La novità introdotta sul caso dell’aiuto al suicidio, prosegue Coraggio, si spiega “in questo contesto di difficoltà di attuazione delle nostre decisioni. In quell’occasione, com’è noto, la Corte non si è limitata a un semplice monito ma, sul presupposto dell’incostituzionalità della disciplina vigente, ha posto al legislatore un termine entro cui doveva intervenire, fissando al contempo una nuova udienza nella quale, in mancanza dell’intervento legislativo, avrebbe provveduto direttamente (ordinanza n. 207/2018). Ciò che poi è avvenuto a seguito del perdurante silenzio del parlamento. Un esempio virtuoso di leale collaborazione – conclude Coraggio – si è avuto però con il ricalcolo dell’assegno spettante agli invalidi civili totali, subito dopo la decisione che ne ha stabilito l’insufficienza a garantire il minimo vitale, il Legislatore è intervenuto per adeguare l’ammontare della pensione”. Coraggio parla anche del contesto in cui ha dovuto operare la Corte, investita da molteplici decisioni da prendere: “La modifica del contesto in cui la giustizia costituzionale si è trovata ad operare, l’emergere con forza di nuovi diritti fondamentali privi di tutela e l’esigenza sempre più avvertita di garantirli, hanno reso indispensabile e doveroso l’intervento della Corte, anche quando esso presuppone l’esercizio di discrezionalità”. Ma, tiene a precisare il presidente, “siamo stati molto attenti a entrare in punta di piedi nel quadro legislativo, sforzandoci di trovare in quello stesso quadro i riferimenti necessari”. A questo proposito cita una sentenza che ha avuto come relatrice Marta Cartabia, attuale ministra della Giustizia ed ex presidente della Corte: “Come caso guida, in questo senso può essere ricordata la sentenza Cartabia n. 40 del 2019 con cui la sanzione penale in materia di stupefacenti è stata rideterminata ispirandosi a sanzioni già previste nell’ordinamento sulla stessa materia. Questa strada, peraltro, è stata poi seguita in altre pronunce del 2020”.
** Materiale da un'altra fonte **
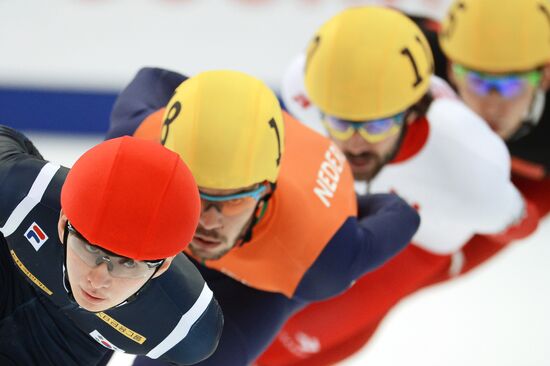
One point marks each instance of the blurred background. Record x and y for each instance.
(62, 63)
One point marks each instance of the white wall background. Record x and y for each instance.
(102, 43)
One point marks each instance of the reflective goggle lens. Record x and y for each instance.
(118, 266)
(509, 86)
(372, 131)
(235, 204)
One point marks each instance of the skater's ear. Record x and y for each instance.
(164, 266)
(61, 224)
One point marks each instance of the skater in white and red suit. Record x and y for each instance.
(367, 80)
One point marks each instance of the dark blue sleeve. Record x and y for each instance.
(252, 318)
(14, 145)
(150, 90)
(384, 227)
(15, 148)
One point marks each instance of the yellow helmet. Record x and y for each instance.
(497, 35)
(367, 63)
(228, 128)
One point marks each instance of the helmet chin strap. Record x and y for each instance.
(259, 212)
(67, 283)
(532, 116)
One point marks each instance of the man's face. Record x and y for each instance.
(222, 223)
(93, 286)
(503, 109)
(365, 157)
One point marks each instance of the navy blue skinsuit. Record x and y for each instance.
(253, 317)
(175, 318)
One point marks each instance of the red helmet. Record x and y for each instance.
(132, 197)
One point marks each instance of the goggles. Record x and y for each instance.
(118, 266)
(372, 131)
(509, 86)
(233, 204)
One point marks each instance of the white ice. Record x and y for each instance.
(497, 315)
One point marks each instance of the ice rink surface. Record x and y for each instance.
(496, 316)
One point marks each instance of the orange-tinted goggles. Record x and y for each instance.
(233, 204)
(372, 131)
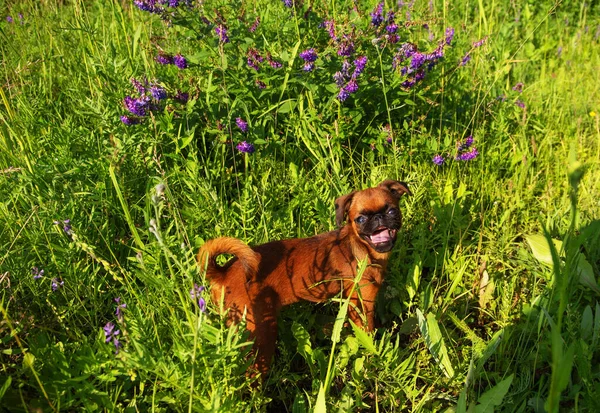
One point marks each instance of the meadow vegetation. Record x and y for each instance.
(133, 131)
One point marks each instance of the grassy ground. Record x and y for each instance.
(480, 311)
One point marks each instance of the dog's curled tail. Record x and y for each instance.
(207, 256)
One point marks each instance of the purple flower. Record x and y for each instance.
(158, 92)
(351, 86)
(391, 28)
(518, 87)
(254, 59)
(37, 273)
(164, 59)
(120, 308)
(346, 47)
(467, 156)
(129, 120)
(339, 79)
(135, 106)
(449, 35)
(309, 55)
(245, 147)
(463, 146)
(343, 95)
(221, 31)
(202, 304)
(479, 43)
(377, 15)
(359, 65)
(417, 61)
(139, 86)
(180, 61)
(110, 334)
(308, 67)
(67, 226)
(330, 26)
(243, 125)
(274, 64)
(346, 66)
(149, 6)
(56, 284)
(254, 25)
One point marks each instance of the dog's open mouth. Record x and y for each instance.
(382, 236)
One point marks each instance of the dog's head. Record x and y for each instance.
(373, 214)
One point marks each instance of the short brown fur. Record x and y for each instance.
(260, 280)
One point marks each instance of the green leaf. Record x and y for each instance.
(364, 339)
(320, 406)
(494, 396)
(5, 386)
(541, 249)
(303, 339)
(430, 330)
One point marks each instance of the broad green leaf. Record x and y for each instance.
(540, 248)
(435, 342)
(364, 339)
(320, 406)
(303, 339)
(494, 396)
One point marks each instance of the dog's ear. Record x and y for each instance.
(396, 188)
(342, 205)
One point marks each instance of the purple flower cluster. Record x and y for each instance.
(449, 35)
(159, 7)
(438, 160)
(37, 273)
(254, 26)
(245, 147)
(309, 56)
(177, 60)
(346, 47)
(196, 294)
(465, 150)
(149, 98)
(110, 334)
(465, 60)
(119, 309)
(518, 87)
(221, 31)
(415, 64)
(330, 26)
(56, 284)
(346, 81)
(242, 124)
(66, 226)
(377, 15)
(254, 58)
(479, 43)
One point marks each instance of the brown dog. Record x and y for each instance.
(260, 280)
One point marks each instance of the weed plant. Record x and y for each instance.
(133, 131)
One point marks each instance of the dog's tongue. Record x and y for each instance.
(381, 236)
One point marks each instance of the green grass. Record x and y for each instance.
(479, 313)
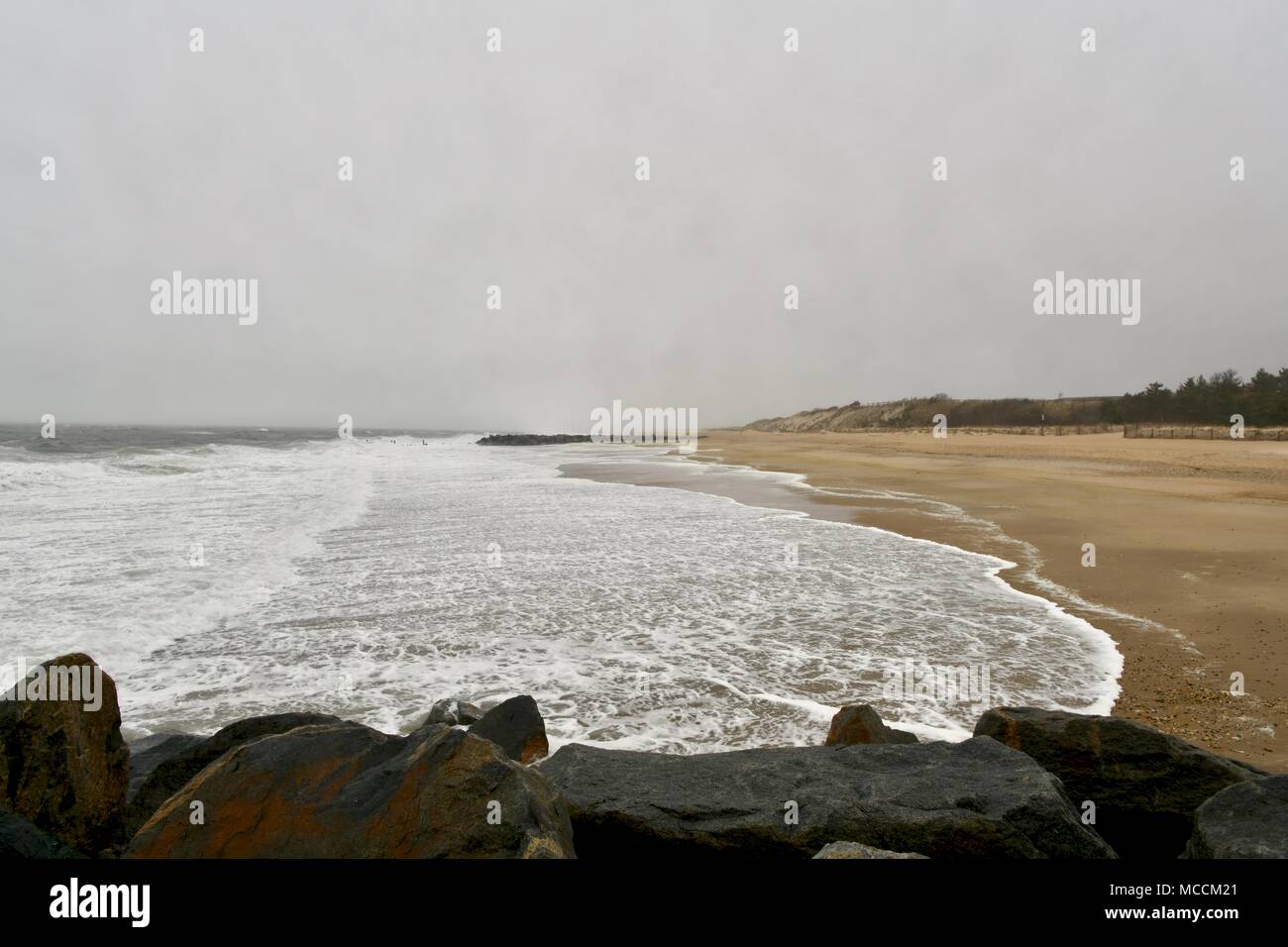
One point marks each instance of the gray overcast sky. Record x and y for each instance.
(516, 169)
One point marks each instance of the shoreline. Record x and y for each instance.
(1185, 604)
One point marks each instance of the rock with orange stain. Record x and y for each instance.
(516, 727)
(184, 761)
(1145, 785)
(63, 763)
(348, 791)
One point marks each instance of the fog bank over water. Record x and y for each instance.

Infine, il 2020 è stato anche un anno di ricambio alla Corte costituzionale, di giudici e presidenti. Dopo i canonici 9 anni, tre giudici hanno lasciano Palazzo della Consulta: Marta Cartabia, Aldo Carosi e Mario Morelli. Al loro posto sono arrivati Emanuela Navarretta, nominata dal presidente della Repubblica Sergio Mattarella, Angelo Buscema, eletto dalla Corte dei Conti, e Maria Rosaria San Giorgio, eletta dalla Cassazione. Tre sono anche gli avvicendamenti alla presidenza: il 13 settembre 2020, Marta Cartabia, prima donna presidente della Corte, lascia a 9 mesi dalla sua elezione. Al suo posto viene eletto presidente Morelli, fino a dicembre 2020. Successore è Giancarlo Coraggio, ex presidente del Consiglio di Stato, il cui mandato scade a fine gennaio 2022. Confermato Giuliano Amato come vicepresidente. E dovrebbe essere proprio lui, se la Corte continuerà a seguire il criterio di anzianità, il successore di Coraggio come presidente della Corte.